Sulla liturgia il Papa invita ad “abbandonare le polemiche”, per “per ascoltare insieme che cosa lo Spirito dice alla Chiesa”. L’esortazione è contenuta nella Lettera apostolica Desiderio Desideravi pubblicata oggi e che in qualche modo chiude il cerchio di un percorso iniziato con la plenaria del Dicastero del Culto divino del febbraio 2019 e proseguita con il motu proprio Traditionis custodes. In sostanza è un altolà alle nostalgie di quanti storcono il naso di fronte alla riforma liturgica conciliare e propugnano in maniera divisiva un ritorno al rito precedente al Concilio.
Il documento di Francesco non è comunque una nuova istruzione o un direttorio con norme specifiche, quanto piuttosto una meditazione per comprendere la bellezza della celebrazione liturgica e il suo ruolo nell’annuncio del Vangelo.
Il primo riferimento del testo è infatti alla Sacrosanctum Concilium, la costituzione sulla liturgia, e al suo nucleo centrale che definisce la liturgia stessa fonte e culmine della vita della cristiana. Il Papa spiega così questa espressione: “Una celebrazione che non evangelizza non è autentica, come non lo è un annuncio che non porta all’incontro con il Risorto nella celebrazione: entrambi, poi, senza la testimonianza della carità, sono come bronzo che rimbomba o come cimbalo che strepita”.
Intorno a questa essenziale affermazione la Lettera del Papa costruisce poi una serie di annotazioni anche pratiche, a partire dall’indispensabile “stupore per il mistero pasquale”. “Ogni aspetto del celebrare va curato (spazio, tempo, gesti, parole, oggetti, vesti, canto, musica) e ogni rubrica deve essere osservata”, ma tutto ciò potrebbe non bastare se venisse a mancare proprio quello stupore, senza il quale “potremmo davvero rischiare di essere impermeabili all’oceano di grazia che inonda ogni celebrazione”.
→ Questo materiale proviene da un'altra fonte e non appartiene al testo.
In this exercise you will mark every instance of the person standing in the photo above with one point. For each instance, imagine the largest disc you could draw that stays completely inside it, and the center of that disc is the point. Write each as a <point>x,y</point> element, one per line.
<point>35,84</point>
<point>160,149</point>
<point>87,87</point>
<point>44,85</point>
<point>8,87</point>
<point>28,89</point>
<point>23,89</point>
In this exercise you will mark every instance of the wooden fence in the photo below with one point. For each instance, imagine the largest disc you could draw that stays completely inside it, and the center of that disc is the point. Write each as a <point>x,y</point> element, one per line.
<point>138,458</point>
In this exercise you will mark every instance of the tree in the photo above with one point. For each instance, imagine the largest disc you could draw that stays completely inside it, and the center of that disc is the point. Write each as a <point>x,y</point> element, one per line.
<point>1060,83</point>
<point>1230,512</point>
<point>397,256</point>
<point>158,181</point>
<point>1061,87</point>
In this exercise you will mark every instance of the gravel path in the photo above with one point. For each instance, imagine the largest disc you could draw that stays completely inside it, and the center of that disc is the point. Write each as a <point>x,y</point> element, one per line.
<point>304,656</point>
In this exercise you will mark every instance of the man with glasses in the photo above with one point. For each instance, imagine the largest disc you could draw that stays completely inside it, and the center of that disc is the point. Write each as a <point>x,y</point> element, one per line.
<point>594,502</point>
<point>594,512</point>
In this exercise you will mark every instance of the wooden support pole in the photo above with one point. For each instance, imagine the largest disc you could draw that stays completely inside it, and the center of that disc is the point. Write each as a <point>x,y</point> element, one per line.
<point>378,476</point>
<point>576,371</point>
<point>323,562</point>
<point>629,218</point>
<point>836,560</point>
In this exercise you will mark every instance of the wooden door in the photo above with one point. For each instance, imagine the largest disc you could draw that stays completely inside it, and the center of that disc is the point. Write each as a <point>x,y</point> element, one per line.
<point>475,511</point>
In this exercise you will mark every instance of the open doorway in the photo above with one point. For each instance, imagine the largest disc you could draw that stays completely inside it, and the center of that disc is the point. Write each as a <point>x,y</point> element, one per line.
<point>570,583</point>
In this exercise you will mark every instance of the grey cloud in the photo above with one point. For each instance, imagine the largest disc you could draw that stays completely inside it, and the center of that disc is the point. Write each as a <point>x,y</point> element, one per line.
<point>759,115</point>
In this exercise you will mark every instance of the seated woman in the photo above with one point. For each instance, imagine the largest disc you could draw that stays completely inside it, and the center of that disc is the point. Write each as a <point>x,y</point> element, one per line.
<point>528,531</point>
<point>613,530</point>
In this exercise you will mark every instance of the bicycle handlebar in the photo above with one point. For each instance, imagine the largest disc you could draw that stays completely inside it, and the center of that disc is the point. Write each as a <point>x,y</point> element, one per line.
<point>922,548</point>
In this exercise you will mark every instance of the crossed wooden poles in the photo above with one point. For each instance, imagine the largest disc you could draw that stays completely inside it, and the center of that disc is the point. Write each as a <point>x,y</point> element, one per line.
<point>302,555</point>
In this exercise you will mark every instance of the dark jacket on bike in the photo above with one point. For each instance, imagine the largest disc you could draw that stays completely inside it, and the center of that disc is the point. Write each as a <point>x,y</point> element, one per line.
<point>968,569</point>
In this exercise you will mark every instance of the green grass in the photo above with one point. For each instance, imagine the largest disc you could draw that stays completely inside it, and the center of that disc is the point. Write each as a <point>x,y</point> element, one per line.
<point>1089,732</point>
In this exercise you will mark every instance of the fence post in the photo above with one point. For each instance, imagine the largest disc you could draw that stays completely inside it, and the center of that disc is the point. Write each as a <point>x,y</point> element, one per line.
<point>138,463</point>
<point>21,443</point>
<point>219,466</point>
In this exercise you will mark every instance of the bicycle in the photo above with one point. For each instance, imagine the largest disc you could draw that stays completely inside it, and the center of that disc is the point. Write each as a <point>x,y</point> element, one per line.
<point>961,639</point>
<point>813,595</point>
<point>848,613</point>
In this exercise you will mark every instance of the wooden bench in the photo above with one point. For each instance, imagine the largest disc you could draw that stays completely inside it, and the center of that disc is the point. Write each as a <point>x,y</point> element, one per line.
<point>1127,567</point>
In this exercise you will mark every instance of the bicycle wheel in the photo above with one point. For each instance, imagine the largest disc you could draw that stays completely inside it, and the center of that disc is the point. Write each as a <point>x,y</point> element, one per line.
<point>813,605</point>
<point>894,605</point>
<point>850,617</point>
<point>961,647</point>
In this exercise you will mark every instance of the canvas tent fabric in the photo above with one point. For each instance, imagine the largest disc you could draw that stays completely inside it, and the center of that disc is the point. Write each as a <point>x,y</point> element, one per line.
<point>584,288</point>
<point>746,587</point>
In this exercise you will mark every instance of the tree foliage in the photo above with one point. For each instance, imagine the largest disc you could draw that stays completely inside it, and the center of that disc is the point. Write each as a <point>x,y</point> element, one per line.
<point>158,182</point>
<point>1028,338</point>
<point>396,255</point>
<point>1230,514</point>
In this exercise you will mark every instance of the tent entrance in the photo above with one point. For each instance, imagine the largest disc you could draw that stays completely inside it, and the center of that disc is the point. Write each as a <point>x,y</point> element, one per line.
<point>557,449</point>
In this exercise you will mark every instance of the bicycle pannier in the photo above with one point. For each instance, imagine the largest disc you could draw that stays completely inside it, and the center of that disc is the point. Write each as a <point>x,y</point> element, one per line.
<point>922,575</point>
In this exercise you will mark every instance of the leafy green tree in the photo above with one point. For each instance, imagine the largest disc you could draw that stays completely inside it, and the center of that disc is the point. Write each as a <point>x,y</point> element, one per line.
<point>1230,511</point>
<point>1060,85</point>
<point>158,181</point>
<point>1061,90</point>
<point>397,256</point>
Che cos’è lo stupore per il mistero pasquale di cui scrive papa Bergoglio? Innanzitutto spiega il documento, non è da confondere con il fumoso “senso del mistero”, di cui parlano coloro che imputano alla riforma liturgica di averlo eliminato dalla celebrazione. Lo stupore, avverte infatti il Pontefice, non è una specie di smarrimento di fronte ad una realtà oscura o ad un rito enigmatico, ma è, “al contrario, la meraviglia per il fatto che il piano salvifico di Dio ci è stato rivelato nella Pasqua di Gesù”.
In realtà, secondo Francesco, le polemiche liturgiche degli ultimi anni non possono essere liquidate come una semplice divergenza tra diverse sensibilità nei confronti di una forma rituale, ma nascondono una radice squisitamente “ecclesiologica”, cioè relative a diverse concezioni della Chiesa. Non si può dire, precisa il Pontefice, di riconoscere la validità del Concilio e non accogliere la riforma liturgica nata dalla Sacrosanctum Concilium. Anzi questa può essere un valido antidoto di fronte allo smarrimento della post-modernità, all’individualismo, al soggettivismo e allo spiritualismo astratto.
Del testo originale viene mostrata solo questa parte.